An area of Bristol Bay near Naknek was temporarily closed to commercial salmon fishing this week after a boat that washed ashore leaked diesel, creating a visible sheen.
The “structurally compromised” fishing tender was leaking diesel fuel on the Naknek Beach south of Pederson Point Cannery, according to an Alaska Department of Fish and Game advisory. Most of the fuel was pumped off the vessel as spill mitigation measures continued, the agency said.
A powerful storm moved into the area Sunday when the boat was anchored, said Bernie Nowicki, an environmental program manager for the state Department of Environmental Conservation. The storm caused the boat’s anchor to drag and the vessel began taking on water.
The captain headed for the Naknek River to get out of rough water but the boat lost propulsion and he beached it to prevent further difficulties, Nowicki said.
“I think he made the right call landing that vessel when he lost propulsion,” he said. “I believe had he not done that, we would be looking at a bigger incident out there in the bay, with potentially loss of life.”
None of the fuel tanks were breached, Nowicki said. Some pollutants were released around the vessel, but he said it was likely only a small amount of fuel had spilled and was causing the sheen. The crew was cleaning and recovering any hazardous materials from the area on Tuesday, he said.
The boat was severely damaged in the storm — Nowicki said there was a gaping hole in the rear quarter.
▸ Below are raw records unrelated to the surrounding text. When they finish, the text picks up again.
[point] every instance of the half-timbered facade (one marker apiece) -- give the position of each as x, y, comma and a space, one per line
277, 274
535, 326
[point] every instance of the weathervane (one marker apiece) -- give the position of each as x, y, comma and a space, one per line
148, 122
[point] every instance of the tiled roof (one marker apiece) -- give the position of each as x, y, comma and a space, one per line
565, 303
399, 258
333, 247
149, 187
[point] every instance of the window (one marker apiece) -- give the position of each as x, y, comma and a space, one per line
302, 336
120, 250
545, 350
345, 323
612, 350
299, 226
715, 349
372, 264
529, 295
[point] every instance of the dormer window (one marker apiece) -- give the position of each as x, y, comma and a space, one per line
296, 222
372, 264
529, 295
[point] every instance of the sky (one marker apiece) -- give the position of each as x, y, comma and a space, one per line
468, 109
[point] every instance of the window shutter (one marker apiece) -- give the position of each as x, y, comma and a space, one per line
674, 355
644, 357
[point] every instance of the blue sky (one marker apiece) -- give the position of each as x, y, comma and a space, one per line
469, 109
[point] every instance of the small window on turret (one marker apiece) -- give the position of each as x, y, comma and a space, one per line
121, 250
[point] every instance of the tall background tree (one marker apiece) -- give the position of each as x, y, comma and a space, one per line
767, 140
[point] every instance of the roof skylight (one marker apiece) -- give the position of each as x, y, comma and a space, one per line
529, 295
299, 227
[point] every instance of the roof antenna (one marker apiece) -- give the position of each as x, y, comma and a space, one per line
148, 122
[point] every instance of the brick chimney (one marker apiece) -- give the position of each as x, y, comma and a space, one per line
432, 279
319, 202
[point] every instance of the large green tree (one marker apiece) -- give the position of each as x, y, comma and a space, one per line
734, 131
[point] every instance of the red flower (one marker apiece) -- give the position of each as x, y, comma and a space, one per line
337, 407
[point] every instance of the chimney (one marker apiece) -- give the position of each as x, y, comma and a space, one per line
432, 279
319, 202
On Monday, Fish and Game closed the Naknek Section to gillnet gear from the south edge of the Pederson Point dock south to the North Naknek Beach Access Road in response to the sheen. The agency announced Tuesday afternoon it was reopening the area for fishing.
The major pollution sources were removed and just a small residual sheen remained, biologists said in an emergency order Tuesday.
“Efforts are continuing to remove the vessel,” the order said. “Set gillnet permit holders in the immediate area should use their best judgement when operating near the vessel.”